Sr Specialist, Quality Interventions/QI Compliance/Provider Interventions- (Remote in NM)other related Employment listings - Albuquerque, NM at Geebo

Sr Specialist, Quality Interventions/QI Compliance/Provider Interventions- (Remote in NM)

JOB DESCRIPTION

Job Summary

Molina's Quality Improvement function oversees, plans, and implements new and existing healthcare quality improvement initiatives and education programs; ensures maintenance of programs for members in accordance with prescribed quality standards; conducts data collection, reporting and monitoring for key performance measurement activities; and provides direction and implementation of NCQA accreditation surveys and federal/state QI compliance activities. Monthly travel within New Mexico visiting provider groups (set schedule).

KNOWLEDGE/SKILLS/ABILITIES

The Senior Specialist, Quality Interventions / QI Compliance contributes to one or more of these quality improvement functions:
Quality Interventions and Quality Improvement Compliance.

  • Acts as a lead specialist to provide project-, program-, and / or initiative-related direction and guidance for other specialists within the department and/or collaboratively with other departments.
  • Implements key quality strategies, which may include initiation and management of provider, member and/or community interventions (e.g., removing barriers to care); preparation for Quality Improvement Compliance surveys; and other federal and state required quality activities.
  • Monitors and ensures that key quality activities are completed on time and accurately to present results to key departmental management and other Molina departments as needed.
  • Writes narrative reports to interpret regulatory specifications, explain programs and results of programs, and document findings and limitations of department interventions.
  • Creates, manages, and/or compiles the required documentation to maintain critical quality improvement functions.
  • Leads quality improvement activities, meetings, and discussions with and between other departments within the organization.
  • Evaluates project/program activities and results to identify opportunities for improvement.
  • Surfaces to Manager and Director any gaps in processes that may require remediation.
  • Other tasks, duties, projects, and programs as assigned.

JOB QUALIFICATIONS

Required Education

Bachelor's Degree or equivalent combination of education and work experience.

Required Experience

  • Min. 3 years experience in healthcare with minimum 2 years experience in health plan quality improvement, managed care or equivalent experience.
  • Demonstrated solid business writing experience.
  • Operational knowledge and experience with Excel and Visio (flow chart equivalent).

Preferred Education

Preferred field:
Clinical Quality, Public Health or Healthcare.

Preferred Experience

  • 1 year of experience in Medicare and in Medicaid.
  • Experience with data reporting, analysis and/or interpretation.

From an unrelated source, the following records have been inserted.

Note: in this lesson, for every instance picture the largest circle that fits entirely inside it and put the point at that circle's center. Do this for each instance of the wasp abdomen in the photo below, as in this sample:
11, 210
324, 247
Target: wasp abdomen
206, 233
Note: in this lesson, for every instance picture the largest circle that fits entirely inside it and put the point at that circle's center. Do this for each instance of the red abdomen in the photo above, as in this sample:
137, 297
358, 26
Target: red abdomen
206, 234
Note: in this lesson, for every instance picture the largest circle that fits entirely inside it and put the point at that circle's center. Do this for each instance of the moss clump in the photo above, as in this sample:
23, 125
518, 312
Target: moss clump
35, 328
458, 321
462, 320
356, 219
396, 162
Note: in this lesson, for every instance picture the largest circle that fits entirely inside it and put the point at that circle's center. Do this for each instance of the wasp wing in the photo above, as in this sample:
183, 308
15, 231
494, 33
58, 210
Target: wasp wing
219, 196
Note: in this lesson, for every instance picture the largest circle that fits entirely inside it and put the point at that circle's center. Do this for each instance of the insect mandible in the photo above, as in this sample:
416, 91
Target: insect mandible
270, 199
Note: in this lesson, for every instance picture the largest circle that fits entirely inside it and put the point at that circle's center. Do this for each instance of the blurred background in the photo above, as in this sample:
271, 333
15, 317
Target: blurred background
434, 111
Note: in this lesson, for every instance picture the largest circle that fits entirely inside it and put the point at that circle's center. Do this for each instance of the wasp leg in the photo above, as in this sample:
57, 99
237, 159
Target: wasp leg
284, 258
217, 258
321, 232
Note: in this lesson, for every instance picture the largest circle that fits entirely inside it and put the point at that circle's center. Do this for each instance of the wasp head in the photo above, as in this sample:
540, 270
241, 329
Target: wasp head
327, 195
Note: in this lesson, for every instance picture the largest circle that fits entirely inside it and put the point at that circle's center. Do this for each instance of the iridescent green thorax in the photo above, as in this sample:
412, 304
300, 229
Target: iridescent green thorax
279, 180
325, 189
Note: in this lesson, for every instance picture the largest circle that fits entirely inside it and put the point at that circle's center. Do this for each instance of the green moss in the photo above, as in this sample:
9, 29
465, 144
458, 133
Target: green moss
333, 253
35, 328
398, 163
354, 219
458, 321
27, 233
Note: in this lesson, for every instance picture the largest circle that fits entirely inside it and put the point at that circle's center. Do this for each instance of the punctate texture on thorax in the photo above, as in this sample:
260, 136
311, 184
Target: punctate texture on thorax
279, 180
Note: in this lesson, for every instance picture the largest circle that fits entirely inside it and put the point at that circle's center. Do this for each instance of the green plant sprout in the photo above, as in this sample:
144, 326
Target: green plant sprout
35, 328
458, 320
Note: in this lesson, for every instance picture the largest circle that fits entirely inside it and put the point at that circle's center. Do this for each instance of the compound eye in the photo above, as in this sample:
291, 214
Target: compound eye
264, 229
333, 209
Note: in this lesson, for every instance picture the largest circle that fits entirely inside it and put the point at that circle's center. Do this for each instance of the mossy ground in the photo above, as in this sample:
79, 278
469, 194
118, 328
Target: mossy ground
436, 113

Preferred License, Certification, Association

  • Active, unrestricted Certified Professional in Health Quality (CPHQ)
  • Active, unrestricted Nursing License (RN may be preferred for specific roles)
  • Active, unrestricted Certified HEDIS Compliance Auditor (CHCA)

To all current Molina employees:
If you are interested in applying for this position, please apply through the intranet job listing.

Molina Healthcare offers a competitive benefits and compensation package. Molina Healthcare is an Equal Opportunity Employer (EOE) M/F/D/V.

#PJQA

#LI-AC1

Pay Range:
$44,936.59 - $97,362.61 / ANNUAL
Actual compensation may vary from posting based on geographic location, work experience, education and/or skill level.

Estimated Salary: $20 to $28 per hour based on qualifications.